If you want your software development projects to succeed, manage the requirements effectively, say analysts at Meta Group. Meta surveys have found that approximately 60% to 70% of IT projects fail because of poor requirements gathering, analysis and management (Research on Requirements Realization and Relevance, 2003). The Standish Group came to a similar conclusion in a survey in which 50% of the reasons given for project success were related to well-managed requirements (Chaos Chronicles III , 2003).

''A strong requirements management process and supporting automated tools are essential for successfully developing today's complex systems and software,'' said Matt Light, a research director at Gartner. ''Enhancing usability increases acceptance of these tools with users and unlocks productivity gains for organizations that adopt a requirements-driven approach.''

None of which comes as a surprise to Andy Gurd, director of product launches at project life-cycle tools maker Telelogic. Gurd traces the proliferation of requirements management products from their initial adoption in the aerospace industries and the U.S. defense department, where standards are understandably high, to a growing presence in more mainstream industries, such as telecommunications, finance and automotive.

''The recognition of the importance of requirements management has certainly been growing,'' Gurd told eADT . ''It has grown out of practices in the aerospace and defense department, and it has gained increasing importance and acceptance in other industries, even in very mainstream IT in areas like banking and insurance.''

Headquartered in Malmo, Sweden, with U.S. headquarters in Irvine, Calif., Telelogic has been a major player in this market for many years, and its Doors product is one of the best-known brand names. Today, the company is set to announce the release of the 7.1 version of its venerable requirements management toolset. Analysts put Doors in the leadership spot in this market, though it is flanked by products from software heavyweights IBM Rational and Borland. The company claims more than 100,000 users in 1,300 companies around the world.

Telelogic bills Doors as a multiplatform, enterprise-wide system for capturing, linking, tracing, analyzing and managing changes to information to ensure a project's compliance to specified requirements and standards. The 7.1 release adds functionality that Gurd said was added based on customer demand.
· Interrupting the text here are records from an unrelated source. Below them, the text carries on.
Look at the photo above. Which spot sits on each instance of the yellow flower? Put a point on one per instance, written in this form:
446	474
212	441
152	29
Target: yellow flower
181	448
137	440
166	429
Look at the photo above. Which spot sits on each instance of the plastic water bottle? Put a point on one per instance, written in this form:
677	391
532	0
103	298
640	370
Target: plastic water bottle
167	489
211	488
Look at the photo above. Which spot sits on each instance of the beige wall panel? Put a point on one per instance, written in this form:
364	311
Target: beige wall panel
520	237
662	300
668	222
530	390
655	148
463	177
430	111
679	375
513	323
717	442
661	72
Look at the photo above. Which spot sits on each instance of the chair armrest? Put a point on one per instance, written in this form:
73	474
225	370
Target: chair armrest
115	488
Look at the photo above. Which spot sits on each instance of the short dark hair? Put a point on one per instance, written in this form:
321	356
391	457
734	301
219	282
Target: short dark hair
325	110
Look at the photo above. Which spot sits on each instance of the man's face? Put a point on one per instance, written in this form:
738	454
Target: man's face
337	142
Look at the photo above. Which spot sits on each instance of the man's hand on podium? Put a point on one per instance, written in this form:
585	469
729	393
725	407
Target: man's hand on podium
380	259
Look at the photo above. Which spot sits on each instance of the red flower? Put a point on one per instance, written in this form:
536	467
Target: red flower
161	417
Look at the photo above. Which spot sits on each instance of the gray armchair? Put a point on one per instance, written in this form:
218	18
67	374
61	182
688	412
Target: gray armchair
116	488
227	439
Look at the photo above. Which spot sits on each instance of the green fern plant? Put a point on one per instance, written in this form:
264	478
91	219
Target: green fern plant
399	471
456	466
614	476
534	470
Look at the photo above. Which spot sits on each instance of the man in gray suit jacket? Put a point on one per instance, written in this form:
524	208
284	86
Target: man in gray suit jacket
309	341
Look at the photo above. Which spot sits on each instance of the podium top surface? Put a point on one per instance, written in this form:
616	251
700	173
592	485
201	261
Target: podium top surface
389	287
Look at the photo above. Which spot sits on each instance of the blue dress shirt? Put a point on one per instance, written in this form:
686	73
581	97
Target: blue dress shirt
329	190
Telelogic meets regularly with officials from its larger customers -- including Motorola, Lockheed and Boeing -- which the company has organized into several Leadership Counsels, to get feedback on its products. ''We practice what we preach at those meetings,'' Gurd said. ''We actually go through a requirements capture exercise, discuss the requirements, prioritize them, and then give our customers a chance to talk to each other and share ideas. That's what formulated many of the requirements for this release.''

Doors 7.1 is designed to improve project team collaboration and communication throughout the development life cycle, and to help make the adoption of a requirements-driven development approach quicker and easier.

Specifically, the 7.1 version adds:
* A Test Tracking Toolkit for creating links from requirements to tests; it also ensures that requirements are covered by tests, generate test runs, record the results automatically and compare test run results.

* A Document Compare feature that allows developers to compare two requirements documents side-by side using an automatic redline feature to show all differences.

* New Tables that allow developers to see the multiple properties of each requirement within a single table cell, enabling more details to be viewed directly in the tables themselves without making them open additional windows.

* Support for more platforms, including Microsoft Windows 2003 Server and Microsoft Office 2003.

Telelogic Doors 7.1 starts shipping today for Microsoft Windows 2000 Professional and Server, Microsoft Windows NT 4.0, Windows XP, HP UX 11 (64 bit), Solaris 8 and 9, GNU/Linux, RedHat v8.0 (Doors server only), Microsoft Windows 2003 Server (Doors server only), Microsoft Office 2000/2002 (XP), Microsoft Office 2003, and FLEXIm 8 and 9.2 support.